Note that membrane equilibration can be somewhat time consuming, possibly taking a few hours to complete.

Start Preparation¶

If you are generating an explicit membrane, then the Start Preparation button will appear at the bottom right of the the Membrane Equilibration portion of the panel.

Clicking this button will start the protein preparation.

Simulation Status¶

This portion of the panel provides the status of the calculation once it has been started using the Start Preparation button. It also provides the ability to stop and restart a preparation that has been submitted.

Stop: Stop a calculation that was previously submitted and is in progress. A stopped calculation is saved in the cloud storage associated with your account, and can be restarted later, using the “Run” command.
Resume: Resume a previously Stopped job.

Below, and also to the right of the control buttons, you will find information about the status of your job. The total estimated virtual CPU usage (vCPU) is given, as is an overall progress bar.

Most of the steps of protein preparation are relatively fast. The one step that takes the vast majority of the time is prediction of missing structural elements. This calculation is performed using a locally implemented approach based on AlphaFold. This is an advanced ML method that is trained on a vast amount of protein structure and sequence variational data, and in many cases can very accurately predict missing structure. Loop patching can sometimes take as much as an hour to run, although it is faster than that for most systems.

Results¶

Below the Simulation Status section, you will find the results of your calculation. The information in this section will be auto-populated when the simulations requested have completed.

3D Results Viewer¶

The 3D viewer in the results portion of the panel allows the user to visualize the resulting prepared structure and to compare it to the input structure.

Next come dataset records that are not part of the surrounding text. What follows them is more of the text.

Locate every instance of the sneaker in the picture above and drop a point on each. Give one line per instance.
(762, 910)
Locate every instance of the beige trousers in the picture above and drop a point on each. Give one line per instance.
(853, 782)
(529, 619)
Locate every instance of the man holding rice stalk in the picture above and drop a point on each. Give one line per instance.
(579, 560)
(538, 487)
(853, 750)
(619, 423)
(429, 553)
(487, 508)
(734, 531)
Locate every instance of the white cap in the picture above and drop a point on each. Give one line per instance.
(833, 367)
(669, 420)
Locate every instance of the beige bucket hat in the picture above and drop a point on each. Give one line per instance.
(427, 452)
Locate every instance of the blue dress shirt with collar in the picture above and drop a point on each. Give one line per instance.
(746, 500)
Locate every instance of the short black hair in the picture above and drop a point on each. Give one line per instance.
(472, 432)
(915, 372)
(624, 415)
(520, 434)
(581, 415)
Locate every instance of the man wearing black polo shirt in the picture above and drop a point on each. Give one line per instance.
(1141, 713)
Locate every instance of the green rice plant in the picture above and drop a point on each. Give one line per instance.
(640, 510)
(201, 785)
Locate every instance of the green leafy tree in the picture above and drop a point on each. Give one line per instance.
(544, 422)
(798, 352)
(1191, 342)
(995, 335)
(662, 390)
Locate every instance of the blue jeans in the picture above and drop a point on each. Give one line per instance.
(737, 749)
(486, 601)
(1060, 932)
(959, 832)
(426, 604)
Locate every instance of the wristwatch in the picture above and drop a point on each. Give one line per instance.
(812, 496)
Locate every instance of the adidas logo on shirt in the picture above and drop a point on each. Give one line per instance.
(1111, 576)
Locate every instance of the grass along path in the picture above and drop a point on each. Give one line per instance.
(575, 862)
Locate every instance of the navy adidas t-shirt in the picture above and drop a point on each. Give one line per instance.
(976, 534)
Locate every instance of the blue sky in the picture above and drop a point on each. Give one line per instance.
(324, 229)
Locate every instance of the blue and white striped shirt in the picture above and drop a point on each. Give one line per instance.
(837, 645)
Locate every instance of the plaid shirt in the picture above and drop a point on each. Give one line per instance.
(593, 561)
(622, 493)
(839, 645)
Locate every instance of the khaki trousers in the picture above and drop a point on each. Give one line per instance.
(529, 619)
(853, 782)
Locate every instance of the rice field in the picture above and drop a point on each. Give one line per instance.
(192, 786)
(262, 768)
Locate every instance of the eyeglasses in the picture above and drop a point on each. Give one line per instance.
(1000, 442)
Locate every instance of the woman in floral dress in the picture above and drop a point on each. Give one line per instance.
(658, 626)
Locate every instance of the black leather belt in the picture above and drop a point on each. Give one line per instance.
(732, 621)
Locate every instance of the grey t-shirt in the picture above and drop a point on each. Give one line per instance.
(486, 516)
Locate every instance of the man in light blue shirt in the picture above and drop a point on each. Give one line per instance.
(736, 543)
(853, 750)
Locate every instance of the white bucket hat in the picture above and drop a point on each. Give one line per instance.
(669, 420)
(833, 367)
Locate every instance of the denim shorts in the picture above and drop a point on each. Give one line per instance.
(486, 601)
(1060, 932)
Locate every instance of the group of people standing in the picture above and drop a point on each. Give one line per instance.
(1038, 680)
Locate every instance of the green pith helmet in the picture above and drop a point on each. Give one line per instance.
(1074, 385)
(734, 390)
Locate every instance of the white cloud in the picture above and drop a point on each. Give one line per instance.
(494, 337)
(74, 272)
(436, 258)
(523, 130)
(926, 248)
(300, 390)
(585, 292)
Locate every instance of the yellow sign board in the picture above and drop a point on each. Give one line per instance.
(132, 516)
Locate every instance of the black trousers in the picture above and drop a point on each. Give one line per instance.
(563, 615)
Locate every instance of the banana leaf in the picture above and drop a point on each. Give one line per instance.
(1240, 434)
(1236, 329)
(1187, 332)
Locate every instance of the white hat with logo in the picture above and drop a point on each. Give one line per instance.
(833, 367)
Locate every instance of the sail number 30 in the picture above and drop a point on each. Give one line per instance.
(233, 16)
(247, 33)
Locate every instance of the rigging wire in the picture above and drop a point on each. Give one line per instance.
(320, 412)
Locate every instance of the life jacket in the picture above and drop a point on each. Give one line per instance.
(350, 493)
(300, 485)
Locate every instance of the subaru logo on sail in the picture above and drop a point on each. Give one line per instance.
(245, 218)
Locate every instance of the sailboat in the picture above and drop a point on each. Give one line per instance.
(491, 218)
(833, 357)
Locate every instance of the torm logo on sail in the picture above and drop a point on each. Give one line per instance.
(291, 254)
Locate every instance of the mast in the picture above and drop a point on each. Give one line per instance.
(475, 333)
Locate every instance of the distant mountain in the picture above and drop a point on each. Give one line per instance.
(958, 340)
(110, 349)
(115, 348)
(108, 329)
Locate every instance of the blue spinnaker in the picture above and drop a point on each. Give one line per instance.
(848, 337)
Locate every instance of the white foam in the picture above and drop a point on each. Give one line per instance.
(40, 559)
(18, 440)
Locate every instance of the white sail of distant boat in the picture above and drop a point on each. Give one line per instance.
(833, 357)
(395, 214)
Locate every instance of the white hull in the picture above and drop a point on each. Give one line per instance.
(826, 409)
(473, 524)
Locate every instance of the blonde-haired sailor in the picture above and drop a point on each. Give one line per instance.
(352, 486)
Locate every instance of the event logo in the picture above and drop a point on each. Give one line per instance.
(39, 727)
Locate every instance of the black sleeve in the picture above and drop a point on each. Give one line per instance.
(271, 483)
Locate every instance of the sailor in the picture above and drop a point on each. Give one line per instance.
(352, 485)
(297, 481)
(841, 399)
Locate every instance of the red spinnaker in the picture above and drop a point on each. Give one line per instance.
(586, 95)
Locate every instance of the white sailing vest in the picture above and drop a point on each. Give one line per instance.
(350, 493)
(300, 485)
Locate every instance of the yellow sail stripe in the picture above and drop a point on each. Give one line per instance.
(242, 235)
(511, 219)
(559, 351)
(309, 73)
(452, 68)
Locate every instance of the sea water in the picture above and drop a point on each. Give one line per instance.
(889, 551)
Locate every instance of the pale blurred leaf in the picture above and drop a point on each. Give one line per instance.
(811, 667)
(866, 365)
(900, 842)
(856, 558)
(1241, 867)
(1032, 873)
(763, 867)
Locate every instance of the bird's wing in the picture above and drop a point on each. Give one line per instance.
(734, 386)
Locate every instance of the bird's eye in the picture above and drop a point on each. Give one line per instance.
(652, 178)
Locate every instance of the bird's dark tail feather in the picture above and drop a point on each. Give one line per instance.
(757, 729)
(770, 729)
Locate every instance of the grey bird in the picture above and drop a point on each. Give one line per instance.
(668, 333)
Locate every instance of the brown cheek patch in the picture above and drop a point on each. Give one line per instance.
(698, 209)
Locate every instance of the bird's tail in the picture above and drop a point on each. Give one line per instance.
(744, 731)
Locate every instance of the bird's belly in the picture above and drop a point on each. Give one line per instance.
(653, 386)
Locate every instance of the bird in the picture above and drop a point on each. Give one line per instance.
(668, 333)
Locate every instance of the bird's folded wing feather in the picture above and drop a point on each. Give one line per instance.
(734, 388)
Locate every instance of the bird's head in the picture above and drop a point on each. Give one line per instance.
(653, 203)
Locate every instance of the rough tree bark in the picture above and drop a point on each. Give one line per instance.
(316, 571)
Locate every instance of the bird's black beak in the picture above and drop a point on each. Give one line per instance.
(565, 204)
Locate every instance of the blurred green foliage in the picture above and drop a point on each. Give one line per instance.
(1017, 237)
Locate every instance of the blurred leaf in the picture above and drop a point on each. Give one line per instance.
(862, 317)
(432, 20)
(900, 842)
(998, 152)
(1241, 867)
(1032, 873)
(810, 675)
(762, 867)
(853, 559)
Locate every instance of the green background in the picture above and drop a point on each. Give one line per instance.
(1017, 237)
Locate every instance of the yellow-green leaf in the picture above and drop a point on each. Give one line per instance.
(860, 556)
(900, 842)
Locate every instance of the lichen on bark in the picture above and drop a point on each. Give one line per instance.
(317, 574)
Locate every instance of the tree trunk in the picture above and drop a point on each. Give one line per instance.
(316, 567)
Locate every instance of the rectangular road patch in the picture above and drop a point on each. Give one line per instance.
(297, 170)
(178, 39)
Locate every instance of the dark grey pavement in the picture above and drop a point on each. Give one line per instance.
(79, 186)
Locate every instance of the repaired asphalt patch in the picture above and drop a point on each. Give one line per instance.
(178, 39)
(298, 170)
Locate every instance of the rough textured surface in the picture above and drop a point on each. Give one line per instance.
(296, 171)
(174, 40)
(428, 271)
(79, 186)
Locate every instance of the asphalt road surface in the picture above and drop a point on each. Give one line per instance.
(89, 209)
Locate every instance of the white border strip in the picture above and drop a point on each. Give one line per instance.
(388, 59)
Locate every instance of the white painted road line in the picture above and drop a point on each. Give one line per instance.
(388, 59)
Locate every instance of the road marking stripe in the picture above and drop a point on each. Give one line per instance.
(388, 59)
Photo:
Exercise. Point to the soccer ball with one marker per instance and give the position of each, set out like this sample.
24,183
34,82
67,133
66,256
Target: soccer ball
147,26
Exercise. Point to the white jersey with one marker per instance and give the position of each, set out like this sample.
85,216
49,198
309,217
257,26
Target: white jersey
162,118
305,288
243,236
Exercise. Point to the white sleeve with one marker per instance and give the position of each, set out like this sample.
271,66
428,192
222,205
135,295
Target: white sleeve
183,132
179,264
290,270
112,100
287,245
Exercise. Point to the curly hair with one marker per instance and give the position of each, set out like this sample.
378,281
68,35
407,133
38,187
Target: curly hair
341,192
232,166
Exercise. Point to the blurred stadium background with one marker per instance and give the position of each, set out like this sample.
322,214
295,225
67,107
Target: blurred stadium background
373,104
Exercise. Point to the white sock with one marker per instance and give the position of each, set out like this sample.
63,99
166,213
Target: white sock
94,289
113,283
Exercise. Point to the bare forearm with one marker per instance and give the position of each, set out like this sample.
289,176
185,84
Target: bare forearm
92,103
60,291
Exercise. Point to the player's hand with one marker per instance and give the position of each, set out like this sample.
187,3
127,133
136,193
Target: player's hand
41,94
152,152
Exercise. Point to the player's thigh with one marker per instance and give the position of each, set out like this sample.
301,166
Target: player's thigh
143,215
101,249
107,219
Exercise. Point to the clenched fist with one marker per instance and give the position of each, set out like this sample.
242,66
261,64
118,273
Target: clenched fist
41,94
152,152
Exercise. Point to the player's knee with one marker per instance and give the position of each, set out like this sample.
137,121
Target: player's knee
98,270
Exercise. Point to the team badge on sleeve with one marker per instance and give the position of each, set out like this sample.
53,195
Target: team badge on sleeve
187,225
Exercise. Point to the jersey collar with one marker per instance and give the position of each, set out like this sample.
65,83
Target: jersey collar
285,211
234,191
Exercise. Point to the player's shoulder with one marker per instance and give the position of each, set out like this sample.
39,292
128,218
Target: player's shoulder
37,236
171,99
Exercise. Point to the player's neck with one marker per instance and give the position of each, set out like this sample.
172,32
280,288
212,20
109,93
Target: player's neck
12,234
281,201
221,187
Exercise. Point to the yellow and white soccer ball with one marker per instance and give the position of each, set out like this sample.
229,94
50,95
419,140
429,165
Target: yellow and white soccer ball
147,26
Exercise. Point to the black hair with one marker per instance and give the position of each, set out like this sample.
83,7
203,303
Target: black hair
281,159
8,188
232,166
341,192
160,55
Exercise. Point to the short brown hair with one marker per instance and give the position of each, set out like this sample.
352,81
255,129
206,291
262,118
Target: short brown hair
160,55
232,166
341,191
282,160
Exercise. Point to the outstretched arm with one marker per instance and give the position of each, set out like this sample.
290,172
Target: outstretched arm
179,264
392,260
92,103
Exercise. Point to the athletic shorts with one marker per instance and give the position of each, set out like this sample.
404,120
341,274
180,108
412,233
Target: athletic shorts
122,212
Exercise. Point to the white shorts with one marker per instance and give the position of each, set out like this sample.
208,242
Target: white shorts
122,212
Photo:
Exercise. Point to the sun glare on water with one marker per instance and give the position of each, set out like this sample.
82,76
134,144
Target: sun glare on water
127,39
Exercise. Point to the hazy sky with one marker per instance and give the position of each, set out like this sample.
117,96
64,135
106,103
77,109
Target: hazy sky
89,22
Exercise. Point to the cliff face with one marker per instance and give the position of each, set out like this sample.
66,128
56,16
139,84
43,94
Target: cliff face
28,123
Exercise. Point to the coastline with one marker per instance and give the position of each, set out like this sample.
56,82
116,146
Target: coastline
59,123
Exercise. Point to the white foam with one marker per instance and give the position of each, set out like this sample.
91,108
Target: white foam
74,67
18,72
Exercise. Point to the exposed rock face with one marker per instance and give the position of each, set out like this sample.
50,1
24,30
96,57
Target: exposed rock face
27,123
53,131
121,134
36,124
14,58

Three buttons appear in the visualization space:

Original: This is the input structure for the chain(s) that were selected .
Output: This is the output structure, including the protein and (if requested) the membrane.
Overlay: Overlays the input structure with the output structure to help visualize any changes that were made. For example, if missing residues were replaced in the structure during preparation, the overlay will make these apparent. The original structure appears in red while the output appears in silver.

Mouse actions are as described for the 3D Visualizer section (above).

PDB Download¶

This button allows the user to download the resulting prepared protein system, in PDB format. The downloaded file can subsequently be input to QUELO or QuValent. The prepared protein will include the elements chosen in the Inclusion Table, and any missing residues of the protein will have been generated using an approach based on AlphaFold. It will also contain the atomic coordinates for the membrane, if one was generated.